When the BBC’s Head of Television Drama, Michael Barry, looked at the schedule for summer 1953, he saw something he didn’t like: nothing. A gap of six Saturday nights in a row needed to be filled with a serial, so he tasked one of the company’s screenwriters with filling that gap. Nigel Kneale had always been fascinated by the idea of science going wrong, so he wrote The Quatermass Experiment, the tale of the fictional British Experimental Rocket Group’s first manned flight into outer space. Two crew members are missing when the craft returns to Earth, and the third begins transforming into a terrifying alien creature. Professor Bernard Quatermass and Scotland Yard Inspector Lomax are forced to team up to prevent the mutated crewman from destroying the world.

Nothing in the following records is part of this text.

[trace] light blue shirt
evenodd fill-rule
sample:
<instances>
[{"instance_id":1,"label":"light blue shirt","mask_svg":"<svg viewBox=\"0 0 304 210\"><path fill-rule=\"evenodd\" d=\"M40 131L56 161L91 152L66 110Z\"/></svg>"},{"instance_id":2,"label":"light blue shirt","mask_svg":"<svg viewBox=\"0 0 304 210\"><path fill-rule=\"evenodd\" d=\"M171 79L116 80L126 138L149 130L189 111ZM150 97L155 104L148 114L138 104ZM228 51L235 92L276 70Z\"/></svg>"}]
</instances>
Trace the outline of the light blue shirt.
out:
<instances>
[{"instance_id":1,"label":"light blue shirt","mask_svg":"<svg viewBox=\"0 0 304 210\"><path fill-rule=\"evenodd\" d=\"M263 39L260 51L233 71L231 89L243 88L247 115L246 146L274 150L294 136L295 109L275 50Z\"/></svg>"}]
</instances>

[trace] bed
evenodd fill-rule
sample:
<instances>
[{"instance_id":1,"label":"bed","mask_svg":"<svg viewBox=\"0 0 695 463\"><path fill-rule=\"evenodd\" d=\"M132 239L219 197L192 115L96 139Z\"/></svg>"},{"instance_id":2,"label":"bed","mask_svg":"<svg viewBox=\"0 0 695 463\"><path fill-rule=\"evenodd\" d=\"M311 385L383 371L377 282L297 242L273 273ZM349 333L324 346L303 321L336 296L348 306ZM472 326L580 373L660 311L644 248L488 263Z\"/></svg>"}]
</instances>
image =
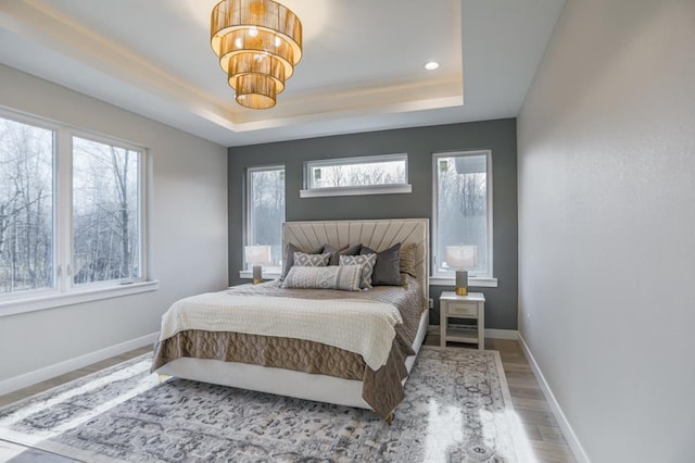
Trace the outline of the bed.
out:
<instances>
[{"instance_id":1,"label":"bed","mask_svg":"<svg viewBox=\"0 0 695 463\"><path fill-rule=\"evenodd\" d=\"M369 409L391 420L403 398L403 385L429 325L429 221L288 222L283 224L282 241L283 249L306 253L362 245L383 256L387 250L400 248L409 263L406 272L401 273L401 286L374 286L364 291L288 289L283 288L289 283L288 275L286 281L242 285L177 301L167 311L168 318L167 314L163 316L153 371L161 375ZM289 265L287 270L290 270ZM401 271L404 271L403 265ZM241 306L229 309L230 312L228 308L222 311L216 304L227 303L225 301L231 301L230 305L239 302ZM170 322L169 312L176 312L180 306L190 311L191 305L203 311L215 308L210 314L200 316L202 324L195 326L204 329L180 329L177 322ZM275 312L268 312L273 315L256 313L262 310ZM273 323L264 327L268 331L228 329L228 323L235 327L245 326L247 317L251 316L270 320ZM323 341L303 334L288 335L286 329L292 328L296 322L292 317L296 316L304 317L300 318L302 326L309 325L309 321L321 324L321 329L316 331L320 331ZM191 318L190 312L180 318ZM383 333L389 330L386 325L391 325L394 331L392 339L384 340ZM355 341L352 335L343 336L353 331L371 333L372 327L374 340ZM343 347L353 343L366 350ZM366 345L368 348L364 347Z\"/></svg>"}]
</instances>

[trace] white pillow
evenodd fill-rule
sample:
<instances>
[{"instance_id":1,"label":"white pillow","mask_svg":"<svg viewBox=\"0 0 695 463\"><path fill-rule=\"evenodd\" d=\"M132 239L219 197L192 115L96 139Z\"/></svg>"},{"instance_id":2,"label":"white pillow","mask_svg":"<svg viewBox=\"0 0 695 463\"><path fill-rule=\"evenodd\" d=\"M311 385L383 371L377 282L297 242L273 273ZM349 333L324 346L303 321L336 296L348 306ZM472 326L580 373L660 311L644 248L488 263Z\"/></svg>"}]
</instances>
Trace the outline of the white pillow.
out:
<instances>
[{"instance_id":1,"label":"white pillow","mask_svg":"<svg viewBox=\"0 0 695 463\"><path fill-rule=\"evenodd\" d=\"M359 291L361 277L362 265L320 267L302 267L294 265L285 277L282 287Z\"/></svg>"}]
</instances>

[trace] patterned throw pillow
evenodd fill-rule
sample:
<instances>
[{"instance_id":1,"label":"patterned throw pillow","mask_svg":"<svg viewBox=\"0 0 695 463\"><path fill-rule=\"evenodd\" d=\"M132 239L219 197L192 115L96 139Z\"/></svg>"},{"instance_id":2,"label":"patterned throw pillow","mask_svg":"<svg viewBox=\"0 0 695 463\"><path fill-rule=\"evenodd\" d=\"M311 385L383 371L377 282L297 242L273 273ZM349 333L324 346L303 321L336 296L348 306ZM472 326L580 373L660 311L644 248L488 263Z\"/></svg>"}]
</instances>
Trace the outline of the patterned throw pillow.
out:
<instances>
[{"instance_id":1,"label":"patterned throw pillow","mask_svg":"<svg viewBox=\"0 0 695 463\"><path fill-rule=\"evenodd\" d=\"M374 272L375 262L377 262L377 254L340 256L340 265L363 265L362 279L359 281L362 289L371 289L371 273Z\"/></svg>"},{"instance_id":2,"label":"patterned throw pillow","mask_svg":"<svg viewBox=\"0 0 695 463\"><path fill-rule=\"evenodd\" d=\"M359 291L362 265L293 266L282 281L283 288L341 289Z\"/></svg>"},{"instance_id":3,"label":"patterned throw pillow","mask_svg":"<svg viewBox=\"0 0 695 463\"><path fill-rule=\"evenodd\" d=\"M401 248L401 273L406 273L417 278L415 273L415 245L405 245Z\"/></svg>"},{"instance_id":4,"label":"patterned throw pillow","mask_svg":"<svg viewBox=\"0 0 695 463\"><path fill-rule=\"evenodd\" d=\"M306 254L304 252L294 253L294 266L298 267L325 267L330 260L330 253Z\"/></svg>"}]
</instances>

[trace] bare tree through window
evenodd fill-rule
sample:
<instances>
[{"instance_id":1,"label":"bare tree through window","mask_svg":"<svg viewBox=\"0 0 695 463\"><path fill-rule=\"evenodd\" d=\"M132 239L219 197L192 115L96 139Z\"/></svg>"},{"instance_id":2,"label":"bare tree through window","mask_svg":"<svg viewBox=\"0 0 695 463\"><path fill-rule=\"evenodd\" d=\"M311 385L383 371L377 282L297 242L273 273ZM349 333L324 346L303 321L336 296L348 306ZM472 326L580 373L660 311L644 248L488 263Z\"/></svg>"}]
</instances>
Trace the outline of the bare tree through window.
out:
<instances>
[{"instance_id":1,"label":"bare tree through window","mask_svg":"<svg viewBox=\"0 0 695 463\"><path fill-rule=\"evenodd\" d=\"M0 292L53 274L53 132L0 117Z\"/></svg>"},{"instance_id":2,"label":"bare tree through window","mask_svg":"<svg viewBox=\"0 0 695 463\"><path fill-rule=\"evenodd\" d=\"M140 276L139 155L73 138L75 284Z\"/></svg>"}]
</instances>

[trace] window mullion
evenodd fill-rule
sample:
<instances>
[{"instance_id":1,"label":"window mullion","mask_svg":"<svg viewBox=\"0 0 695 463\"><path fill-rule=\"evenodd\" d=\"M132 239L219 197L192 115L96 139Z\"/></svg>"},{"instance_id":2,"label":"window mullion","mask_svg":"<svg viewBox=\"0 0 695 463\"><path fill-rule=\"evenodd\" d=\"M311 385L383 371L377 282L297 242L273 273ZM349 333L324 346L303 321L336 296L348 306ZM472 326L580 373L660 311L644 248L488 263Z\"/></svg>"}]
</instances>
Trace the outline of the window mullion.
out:
<instances>
[{"instance_id":1,"label":"window mullion","mask_svg":"<svg viewBox=\"0 0 695 463\"><path fill-rule=\"evenodd\" d=\"M66 292L72 287L73 274L73 195L72 195L72 138L68 130L56 132L56 200L55 200L55 261L58 289Z\"/></svg>"}]
</instances>

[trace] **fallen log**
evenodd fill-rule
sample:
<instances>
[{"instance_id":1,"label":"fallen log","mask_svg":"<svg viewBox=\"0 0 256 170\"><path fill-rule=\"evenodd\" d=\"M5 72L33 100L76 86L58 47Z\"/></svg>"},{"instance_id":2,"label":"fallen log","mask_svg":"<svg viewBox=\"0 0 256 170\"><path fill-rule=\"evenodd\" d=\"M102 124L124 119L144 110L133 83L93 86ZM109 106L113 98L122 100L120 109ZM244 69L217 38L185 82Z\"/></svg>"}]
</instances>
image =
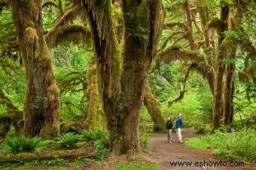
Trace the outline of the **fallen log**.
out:
<instances>
[{"instance_id":1,"label":"fallen log","mask_svg":"<svg viewBox=\"0 0 256 170\"><path fill-rule=\"evenodd\" d=\"M54 158L95 157L93 148L0 154L0 163L23 162L25 160L50 160Z\"/></svg>"}]
</instances>

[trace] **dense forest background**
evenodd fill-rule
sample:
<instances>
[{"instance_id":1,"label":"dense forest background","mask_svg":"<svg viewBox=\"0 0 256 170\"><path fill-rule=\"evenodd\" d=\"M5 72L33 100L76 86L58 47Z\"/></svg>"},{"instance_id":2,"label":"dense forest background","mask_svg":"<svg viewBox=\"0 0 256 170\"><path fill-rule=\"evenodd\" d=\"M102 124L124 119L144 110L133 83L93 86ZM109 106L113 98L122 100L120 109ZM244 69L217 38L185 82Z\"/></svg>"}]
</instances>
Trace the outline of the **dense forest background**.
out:
<instances>
[{"instance_id":1,"label":"dense forest background","mask_svg":"<svg viewBox=\"0 0 256 170\"><path fill-rule=\"evenodd\" d=\"M254 1L0 1L2 138L108 129L130 153L178 113L197 133L254 136Z\"/></svg>"}]
</instances>

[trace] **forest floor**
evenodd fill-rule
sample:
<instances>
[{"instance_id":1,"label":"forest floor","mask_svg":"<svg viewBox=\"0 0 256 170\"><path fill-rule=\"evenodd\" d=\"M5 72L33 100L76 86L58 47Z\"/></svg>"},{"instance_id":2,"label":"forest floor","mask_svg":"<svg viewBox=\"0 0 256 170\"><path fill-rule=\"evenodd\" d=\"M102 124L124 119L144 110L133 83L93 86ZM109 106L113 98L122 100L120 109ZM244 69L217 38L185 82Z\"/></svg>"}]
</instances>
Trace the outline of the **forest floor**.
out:
<instances>
[{"instance_id":1,"label":"forest floor","mask_svg":"<svg viewBox=\"0 0 256 170\"><path fill-rule=\"evenodd\" d=\"M174 130L173 130L174 131ZM187 138L198 137L200 135L195 134L192 130L182 130L182 138L184 141ZM221 157L216 157L211 154L212 148L209 148L206 151L194 149L187 147L184 143L178 143L175 132L172 132L172 142L168 143L166 135L165 133L153 133L149 135L150 148L142 152L139 154L130 157L121 156L120 157L108 157L106 160L100 162L90 160L90 159L84 160L74 160L73 163L53 163L51 165L24 165L15 166L11 165L8 168L2 169L85 169L85 170L110 170L110 169L129 169L133 170L134 166L129 166L131 164L139 163L141 165L143 163L146 164L154 163L154 166L157 166L157 169L255 169L256 163L245 163L245 166L242 167L221 167L221 166L194 166L196 162L227 162L226 159ZM192 162L191 166L175 166L171 165L170 162ZM118 168L118 163L124 163L123 168ZM154 167L153 165L153 167ZM136 166L138 167L138 166ZM154 168L146 168L146 166L139 166L136 169L154 169ZM1 168L0 168L1 169Z\"/></svg>"},{"instance_id":2,"label":"forest floor","mask_svg":"<svg viewBox=\"0 0 256 170\"><path fill-rule=\"evenodd\" d=\"M183 140L186 138L199 136L190 130L183 130L181 133ZM195 162L225 161L227 166L229 162L223 157L212 155L212 148L203 151L178 143L175 132L172 132L172 142L170 144L167 142L166 136L164 133L151 134L150 136L151 153L149 157L145 157L145 160L160 165L160 169L256 169L255 163L245 163L244 167L194 166ZM172 166L170 162L193 162L193 164L192 166L184 166L182 167L178 165Z\"/></svg>"}]
</instances>

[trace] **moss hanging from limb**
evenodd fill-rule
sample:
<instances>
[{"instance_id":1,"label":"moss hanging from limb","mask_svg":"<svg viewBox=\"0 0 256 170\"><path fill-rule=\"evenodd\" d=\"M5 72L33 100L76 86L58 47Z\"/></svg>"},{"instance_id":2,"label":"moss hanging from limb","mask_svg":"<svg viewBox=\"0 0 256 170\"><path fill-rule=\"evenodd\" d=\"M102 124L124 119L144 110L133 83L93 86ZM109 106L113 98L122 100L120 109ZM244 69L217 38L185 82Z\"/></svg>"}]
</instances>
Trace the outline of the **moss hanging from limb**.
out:
<instances>
[{"instance_id":1,"label":"moss hanging from limb","mask_svg":"<svg viewBox=\"0 0 256 170\"><path fill-rule=\"evenodd\" d=\"M185 78L184 79L183 88L180 91L179 96L177 97L175 99L172 100L171 101L169 101L168 102L168 107L170 107L173 103L175 103L176 102L179 102L180 100L181 100L183 99L184 93L187 92L187 90L185 90L185 88L186 88L186 83L187 83L187 80L188 79L189 73L190 73L191 69L193 67L197 67L196 63L191 63L190 64L190 66L188 67L187 70L186 72Z\"/></svg>"},{"instance_id":2,"label":"moss hanging from limb","mask_svg":"<svg viewBox=\"0 0 256 170\"><path fill-rule=\"evenodd\" d=\"M53 48L59 43L72 42L75 44L87 43L91 40L90 32L78 25L64 25L54 27L44 36L47 46Z\"/></svg>"},{"instance_id":3,"label":"moss hanging from limb","mask_svg":"<svg viewBox=\"0 0 256 170\"><path fill-rule=\"evenodd\" d=\"M151 115L153 121L155 122L160 127L160 131L165 131L166 122L159 106L159 103L153 94L149 85L148 85L146 87L144 104L147 107L148 113Z\"/></svg>"},{"instance_id":4,"label":"moss hanging from limb","mask_svg":"<svg viewBox=\"0 0 256 170\"><path fill-rule=\"evenodd\" d=\"M125 25L121 76L124 93L122 151L130 154L139 149L139 112L149 67L162 31L163 11L161 1L158 0L123 0L122 8Z\"/></svg>"},{"instance_id":5,"label":"moss hanging from limb","mask_svg":"<svg viewBox=\"0 0 256 170\"><path fill-rule=\"evenodd\" d=\"M92 58L87 73L88 84L86 91L87 116L84 124L87 129L89 130L102 130L105 127L105 118L102 109L102 102L98 91L97 68L95 57Z\"/></svg>"},{"instance_id":6,"label":"moss hanging from limb","mask_svg":"<svg viewBox=\"0 0 256 170\"><path fill-rule=\"evenodd\" d=\"M221 24L218 32L219 36L218 49L219 54L216 58L216 67L214 83L214 101L213 101L213 128L217 129L221 125L221 119L223 117L224 102L223 102L223 77L225 70L225 64L223 60L225 58L225 48L221 46L225 36L224 31L228 30L227 19L229 16L229 6L224 5L221 8Z\"/></svg>"},{"instance_id":7,"label":"moss hanging from limb","mask_svg":"<svg viewBox=\"0 0 256 170\"><path fill-rule=\"evenodd\" d=\"M96 58L98 87L109 132L110 148L120 153L121 115L118 112L120 61L115 49L109 0L75 1L86 11L90 21Z\"/></svg>"},{"instance_id":8,"label":"moss hanging from limb","mask_svg":"<svg viewBox=\"0 0 256 170\"><path fill-rule=\"evenodd\" d=\"M12 8L27 79L24 135L54 138L59 133L59 95L43 35L41 1L8 3Z\"/></svg>"},{"instance_id":9,"label":"moss hanging from limb","mask_svg":"<svg viewBox=\"0 0 256 170\"><path fill-rule=\"evenodd\" d=\"M191 11L190 9L190 4L189 4L189 0L186 0L184 3L184 8L186 10L187 13L187 40L189 41L190 49L192 50L195 50L197 46L196 43L194 39L194 33L193 33L193 25L192 25L192 15L191 15Z\"/></svg>"},{"instance_id":10,"label":"moss hanging from limb","mask_svg":"<svg viewBox=\"0 0 256 170\"><path fill-rule=\"evenodd\" d=\"M191 61L196 63L205 63L203 55L196 51L190 51L178 45L173 45L157 54L157 64L161 61L166 64L175 60Z\"/></svg>"}]
</instances>

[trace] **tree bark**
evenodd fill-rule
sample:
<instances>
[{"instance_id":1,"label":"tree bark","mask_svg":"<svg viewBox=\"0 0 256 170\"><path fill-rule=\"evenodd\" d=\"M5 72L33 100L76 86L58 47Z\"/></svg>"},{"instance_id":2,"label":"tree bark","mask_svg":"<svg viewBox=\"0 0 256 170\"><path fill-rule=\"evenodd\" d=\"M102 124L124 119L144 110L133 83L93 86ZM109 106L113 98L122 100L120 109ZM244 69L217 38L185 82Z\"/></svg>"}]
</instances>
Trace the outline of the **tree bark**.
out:
<instances>
[{"instance_id":1,"label":"tree bark","mask_svg":"<svg viewBox=\"0 0 256 170\"><path fill-rule=\"evenodd\" d=\"M87 115L84 121L88 130L101 129L105 126L105 118L102 110L102 101L98 91L96 58L93 57L87 70Z\"/></svg>"},{"instance_id":2,"label":"tree bark","mask_svg":"<svg viewBox=\"0 0 256 170\"><path fill-rule=\"evenodd\" d=\"M228 18L228 29L236 30L234 19L234 7L230 4L230 14ZM236 64L235 57L236 52L237 43L230 36L227 35L222 43L222 46L225 49L225 55L228 59L228 64L225 68L225 80L224 80L224 124L226 126L230 126L233 116L233 92L234 92L234 80L233 75L235 73Z\"/></svg>"},{"instance_id":3,"label":"tree bark","mask_svg":"<svg viewBox=\"0 0 256 170\"><path fill-rule=\"evenodd\" d=\"M162 28L161 1L123 1L125 34L121 78L111 19L111 1L105 1L104 5L87 1L78 3L84 5L90 22L110 146L112 151L133 154L139 148L139 112Z\"/></svg>"},{"instance_id":4,"label":"tree bark","mask_svg":"<svg viewBox=\"0 0 256 170\"><path fill-rule=\"evenodd\" d=\"M166 130L166 122L163 117L158 102L148 85L146 87L144 104L147 107L148 113L153 121L159 126L160 131L163 132Z\"/></svg>"},{"instance_id":5,"label":"tree bark","mask_svg":"<svg viewBox=\"0 0 256 170\"><path fill-rule=\"evenodd\" d=\"M223 76L224 73L225 64L223 63L224 58L224 48L221 46L221 43L224 39L224 32L228 29L227 19L229 16L229 7L225 5L221 7L221 27L219 30L218 48L219 54L217 57L217 66L215 74L214 83L214 103L213 103L213 128L220 127L220 121L223 115Z\"/></svg>"},{"instance_id":6,"label":"tree bark","mask_svg":"<svg viewBox=\"0 0 256 170\"><path fill-rule=\"evenodd\" d=\"M148 70L161 32L161 1L123 0L124 49L121 91L123 97L122 151L139 148L139 113L145 97ZM127 15L126 13L130 13Z\"/></svg>"},{"instance_id":7,"label":"tree bark","mask_svg":"<svg viewBox=\"0 0 256 170\"><path fill-rule=\"evenodd\" d=\"M95 1L78 0L88 16L96 57L98 87L109 133L109 145L113 152L120 151L121 108L120 96L120 61L114 44L111 1L104 5Z\"/></svg>"},{"instance_id":8,"label":"tree bark","mask_svg":"<svg viewBox=\"0 0 256 170\"><path fill-rule=\"evenodd\" d=\"M14 1L11 6L27 80L24 135L53 138L59 133L59 95L43 34L41 0Z\"/></svg>"},{"instance_id":9,"label":"tree bark","mask_svg":"<svg viewBox=\"0 0 256 170\"><path fill-rule=\"evenodd\" d=\"M88 149L44 151L41 153L20 153L0 155L0 162L20 162L25 160L50 160L53 158L95 157L95 153Z\"/></svg>"}]
</instances>

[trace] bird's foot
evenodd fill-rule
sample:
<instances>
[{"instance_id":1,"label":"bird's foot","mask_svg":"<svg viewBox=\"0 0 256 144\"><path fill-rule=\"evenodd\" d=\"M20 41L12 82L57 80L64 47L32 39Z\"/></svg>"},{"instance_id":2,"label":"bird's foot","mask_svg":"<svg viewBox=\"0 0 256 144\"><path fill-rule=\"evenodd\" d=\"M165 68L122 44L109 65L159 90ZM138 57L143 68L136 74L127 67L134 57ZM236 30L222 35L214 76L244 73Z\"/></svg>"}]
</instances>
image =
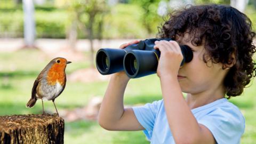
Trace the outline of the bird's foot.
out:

Quatermass was the BBC’s first adult science-fiction drama, performed live at the Alexandra Palace studio in London. By the time the sixth and final episode aired, nearly five million people were watching. To put that into context, only a year before Quatermass, the entire television audience in the UK was four million, and in March 1953, it was estimated that the BBC’s average evening audience was 2.25m. By anyone’s standards, Quatermass was a phenomenon.
One of the five million Quatermass viewers was Hammer Films producer Anthony Hinds, who immediately knew the story would make a great film. He contacted the BBC only two days after the finale aired to ask about the status of the rights. As Kneale was a BBC employee, he didn’t receive a fee for the rights being sold to Hammer for a £500 advance, and this would stick in his craw until the company begrudgingly paid him £3,000 in 1967 to officially recognise his creation of Quatermass.
…
Once again, Quatermass was a roaring success in the UK, this time at the box office. Interestingly, though, when it was shown in the US, it had another title change. The Creeping Unknown was shown as the second part of a double bill with the Gothic horror movie The Black Sheep and was so popular that United Artists immediately commissioned a sequel. Two years later, Quatermass 2 hit cinema screens, again produced by Hammer and directed by Val Guest, before Quatermass and the Pit followed in 1967.
The success of its Quatermass films helped cement Hammer’s reputation as a producer of horror movies, and the studio is still synonymous with that genre today. The films also reached a much wider audience than the BBC’s serial. Kneale’s biographer Andy Murray noted that several generations of sci-fi and horror creatives have spoken in glowing terms about Quatermass’s influence on them.
Did you know about the 2005 TV remake with David Tennet?
I didn’t. At first I though you were talking about Doctor Who. Then I looked it up and saw he did Quatermass as well.